We Need More Black Male Educators Running for City Council!

We don’t just need more Black males in the classrooms—we also need them running for public office.

Recently inspired by Davion Lewis, local Metro Atlanta educator, running for City Council Ward A in the City of East Point, I decided to do a call to action to fellow Black male educators who want to impact the community outside of the classroom and realm of education.

We cannot have clean cities, thriving businesses and poorly educated children. We need leadership that is bold, equitable, inclusive, and transformative. Black male who are educators are more than qualified to bring this to the table. Especially in government.

If we are turning around schools and student success, then we can change the bias policies in our government too.

I recall about five years ago when I went through the Georgia Leadership Academy for Economic Development I was the only educator in the room. If we aren’t in the room we are certainly on the menu.

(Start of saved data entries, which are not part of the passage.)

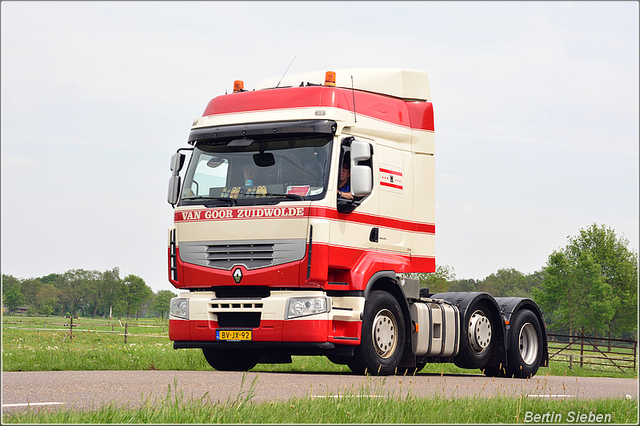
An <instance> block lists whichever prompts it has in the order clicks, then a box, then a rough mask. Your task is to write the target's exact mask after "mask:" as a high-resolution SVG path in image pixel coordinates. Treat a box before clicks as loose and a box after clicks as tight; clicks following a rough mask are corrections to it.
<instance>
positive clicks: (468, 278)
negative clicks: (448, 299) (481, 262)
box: [449, 278, 479, 291]
mask: <svg viewBox="0 0 640 426" xmlns="http://www.w3.org/2000/svg"><path fill="white" fill-rule="evenodd" d="M449 291H479V290H478V281H476V280H474V279H472V278H468V279H463V280H455V281H454V282H453V283H452V284H451V285H450V286H449Z"/></svg>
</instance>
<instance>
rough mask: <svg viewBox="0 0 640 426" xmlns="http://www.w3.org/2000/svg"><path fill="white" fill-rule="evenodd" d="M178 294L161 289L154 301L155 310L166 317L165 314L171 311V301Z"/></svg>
mask: <svg viewBox="0 0 640 426" xmlns="http://www.w3.org/2000/svg"><path fill="white" fill-rule="evenodd" d="M174 297H176V294H175V293H173V292H172V291H169V290H160V291H159V292H158V295H157V296H156V299H155V300H154V301H153V311H154V312H155V313H156V314H158V315H159V316H160V317H161V318H162V319H164V317H165V314H168V313H169V303H170V301H171V299H172V298H174Z"/></svg>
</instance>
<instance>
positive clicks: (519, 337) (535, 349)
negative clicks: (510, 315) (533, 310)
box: [507, 310, 542, 378]
mask: <svg viewBox="0 0 640 426" xmlns="http://www.w3.org/2000/svg"><path fill="white" fill-rule="evenodd" d="M509 340H510V341H509V351H508V352H507V357H508V359H509V364H508V367H507V373H508V375H509V377H518V378H529V377H532V376H534V375H535V374H536V373H537V372H538V368H539V367H540V362H541V360H542V328H541V327H540V322H539V321H538V317H536V316H535V315H534V313H533V312H531V311H529V310H522V311H519V312H518V313H517V314H516V318H515V321H514V322H513V325H512V326H511V334H510V336H509Z"/></svg>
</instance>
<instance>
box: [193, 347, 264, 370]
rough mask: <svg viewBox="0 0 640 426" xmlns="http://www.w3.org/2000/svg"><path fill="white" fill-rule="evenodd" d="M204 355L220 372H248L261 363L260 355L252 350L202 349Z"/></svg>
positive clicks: (229, 349) (239, 349)
mask: <svg viewBox="0 0 640 426" xmlns="http://www.w3.org/2000/svg"><path fill="white" fill-rule="evenodd" d="M202 353H203V354H204V357H205V359H206V360H207V362H208V363H209V365H211V366H212V367H213V368H215V369H216V370H218V371H248V370H251V369H252V368H253V367H255V366H256V364H257V363H258V361H260V353H259V352H257V351H252V350H242V349H219V348H202Z"/></svg>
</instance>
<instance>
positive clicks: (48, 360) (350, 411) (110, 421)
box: [2, 316, 638, 424]
mask: <svg viewBox="0 0 640 426" xmlns="http://www.w3.org/2000/svg"><path fill="white" fill-rule="evenodd" d="M74 323H76V324H78V327H76V328H75V329H74V331H73V338H71V336H69V333H68V331H69V330H68V327H66V328H65V327H64V324H68V320H67V319H65V318H54V317H49V318H28V317H19V316H5V317H3V333H2V362H3V371H51V370H211V367H210V366H209V365H208V364H207V362H206V361H205V359H204V356H203V355H202V352H201V351H200V350H199V349H181V350H174V349H173V347H172V343H171V342H170V341H169V339H168V335H167V333H168V331H167V327H168V325H167V322H166V321H165V322H162V321H158V320H141V321H135V320H130V321H129V327H128V332H129V333H130V334H129V335H128V336H127V343H125V342H124V336H123V333H124V322H122V323H120V321H118V320H115V321H114V320H112V321H106V320H104V319H97V320H92V319H89V318H80V319H77V320H74ZM252 371H255V372H263V371H287V372H297V371H300V372H303V371H304V372H310V371H315V372H341V371H347V372H348V371H349V369H348V367H346V366H340V365H336V364H333V363H331V362H330V361H329V360H328V359H327V358H325V357H321V356H317V357H303V356H300V357H293V363H291V364H275V365H270V364H258V365H257V366H256V367H255V368H254V369H253V370H252ZM469 372H470V371H469V370H464V369H460V368H458V367H456V366H454V365H453V364H431V365H427V366H426V367H425V369H424V370H422V372H421V373H419V374H434V373H436V374H440V373H444V374H448V373H469ZM475 372H476V373H480V371H475ZM538 374H539V375H547V374H549V375H562V376H606V377H627V378H634V377H636V374H635V373H628V374H627V373H625V374H623V373H619V372H617V373H616V372H611V371H594V370H587V369H579V368H576V367H574V368H573V369H572V370H569V369H568V366H567V364H565V363H553V362H552V363H551V366H550V367H549V368H542V369H540V371H539V372H538ZM252 388H253V384H251V385H247V386H246V390H244V391H242V392H240V393H239V394H238V395H237V396H236V397H235V398H232V399H230V400H228V401H226V402H224V403H218V402H213V401H211V400H209V399H207V398H203V399H198V400H192V399H188V398H185V397H184V396H183V395H182V393H181V392H180V390H179V389H175V388H174V389H170V390H169V392H168V393H167V395H166V397H165V398H162V399H161V400H158V401H146V402H145V404H143V405H142V407H140V408H137V409H126V408H124V407H122V406H118V405H116V404H112V405H108V406H103V407H97V408H96V409H95V410H91V411H88V412H77V411H74V410H72V409H66V408H61V409H48V410H38V409H29V410H27V411H20V412H16V413H3V419H2V420H3V423H30V424H31V423H54V424H55V423H94V424H106V423H354V424H356V423H358V424H364V423H523V422H524V421H525V419H526V416H527V413H529V415H530V416H532V415H535V414H541V415H542V414H545V413H551V412H553V413H557V414H561V415H562V416H564V417H563V420H564V421H565V422H567V421H568V420H569V418H568V417H567V416H569V415H570V413H574V415H577V414H576V413H582V414H584V413H587V415H589V414H592V415H593V416H596V415H598V414H603V415H604V414H610V415H611V422H612V423H637V419H638V416H637V411H638V406H637V400H636V399H631V400H618V399H606V400H598V401H585V400H556V401H554V400H539V399H537V400H534V399H528V398H523V397H515V398H490V399H484V398H482V399H480V398H458V399H444V398H438V397H436V398H417V397H413V396H411V395H408V396H407V397H406V398H405V397H403V398H397V397H392V396H389V397H387V398H371V397H369V395H370V394H371V390H370V389H361V390H360V391H359V392H355V393H354V394H347V395H344V396H342V397H341V398H334V397H333V395H328V397H326V398H294V399H291V400H288V401H277V402H272V403H257V402H254V401H253V400H252V395H253V393H252V392H253V391H252Z"/></svg>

Having an educator run for city council gives hope to the overlooked areas in government including affordable housing, job training and education. The recent Democratic

We need leaders in politics who are well versed in education and who understand the impact of economic development on schools. Black male educators through organizations like Profound Gentlemen are those with integrity, who will put people before politics and self-interest; leaders who are problem-solvers, not problem creators.

Our creed as educators is to lead by an example and act with integrity. “Our children are watching us as they begin to take steps into making their mark in the world. I believe it’s important for more Black male educators to be a blueprint for our scholars in classrooms, in boardrooms and in city council seats!

Yesterday at a kick-off event, Lewis echoed these words to supporters and community residents. “History tells us that in our East Point, the leaders we choose really do matter. They make the difference between peace and in-fighting, or prosperity and decline.”

I am calling to action all fellow Black male educators in Metro Atlanta to use their platforms to bring attention to public school district policies on attendance, discipline and behavior. These same policies mirror those in the criminal justice system that are pushing more Black boys out of classrooms and into jail cells.